Traffic spikes. External services slow down. Data arrives in unexpected formats. Users interact with systems in ways nobody anticipated.

The difference between software that works and software that survives is how it handles these situations.

Production is full of unexpected inputs

In controlled environments, systems receive clean, predictable data.

In production, that assumption breaks quickly.

Fields may be missing. Data may arrive in formats that were never documented. External systems may change behavior without warning.

Software that survives production validates inputs aggressively and handles unexpected data safely.

External dependencies behave unpredictably

Most modern systems depend on external services.

Payment processors, shipping providers, accounting platforms, and marketplaces all introduce external risk.

Even reliable services experience slowdowns or outages.

Systems that survive production assume these failures will happen and design workflows that can recover from them.

Traffic is rarely consistent

Usage patterns often change faster than expected.

A marketing campaign can drive sudden demand.
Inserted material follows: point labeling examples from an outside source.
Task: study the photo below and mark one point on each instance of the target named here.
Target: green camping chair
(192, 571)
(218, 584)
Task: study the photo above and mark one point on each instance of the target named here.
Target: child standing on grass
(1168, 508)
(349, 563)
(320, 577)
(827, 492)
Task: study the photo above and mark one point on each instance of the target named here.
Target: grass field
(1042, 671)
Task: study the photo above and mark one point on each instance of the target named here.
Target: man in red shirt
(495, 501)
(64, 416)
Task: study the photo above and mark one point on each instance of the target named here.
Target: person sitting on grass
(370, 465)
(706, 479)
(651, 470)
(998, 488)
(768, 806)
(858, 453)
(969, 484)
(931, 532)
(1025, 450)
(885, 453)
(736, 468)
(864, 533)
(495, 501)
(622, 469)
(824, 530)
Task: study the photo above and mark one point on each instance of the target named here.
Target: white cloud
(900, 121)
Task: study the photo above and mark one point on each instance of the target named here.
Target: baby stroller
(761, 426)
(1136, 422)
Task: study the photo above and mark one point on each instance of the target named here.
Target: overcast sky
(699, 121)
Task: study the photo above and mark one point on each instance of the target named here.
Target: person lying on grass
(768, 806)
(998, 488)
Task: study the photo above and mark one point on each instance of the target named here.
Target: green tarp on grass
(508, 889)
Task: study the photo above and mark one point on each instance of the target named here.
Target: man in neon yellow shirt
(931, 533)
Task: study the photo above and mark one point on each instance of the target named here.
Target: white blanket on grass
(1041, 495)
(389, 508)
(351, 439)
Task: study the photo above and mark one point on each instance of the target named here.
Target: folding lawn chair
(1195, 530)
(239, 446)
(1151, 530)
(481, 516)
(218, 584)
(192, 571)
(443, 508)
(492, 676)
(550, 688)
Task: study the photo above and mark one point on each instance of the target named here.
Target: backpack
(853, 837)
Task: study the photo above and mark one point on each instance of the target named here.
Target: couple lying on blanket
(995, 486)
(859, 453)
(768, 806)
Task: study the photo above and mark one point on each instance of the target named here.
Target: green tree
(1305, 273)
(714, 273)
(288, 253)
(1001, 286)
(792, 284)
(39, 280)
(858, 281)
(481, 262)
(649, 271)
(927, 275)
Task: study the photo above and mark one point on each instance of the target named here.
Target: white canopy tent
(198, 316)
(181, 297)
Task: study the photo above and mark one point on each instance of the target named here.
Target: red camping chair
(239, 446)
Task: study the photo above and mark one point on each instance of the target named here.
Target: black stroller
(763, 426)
A successful product launch can multiply system load overnight.

Software that survives production scales gracefully and degrades safely when limits are reached.

Recovery matters more than perfection

No system avoids every failure.

The real test of a system is how quickly it can detect and recover from problems.

Reliable systems prioritize observability, clear error handling, and mechanisms for safely retrying failed operations.


Software that works is easy to build.

Software that survives production requires designing for the unexpected.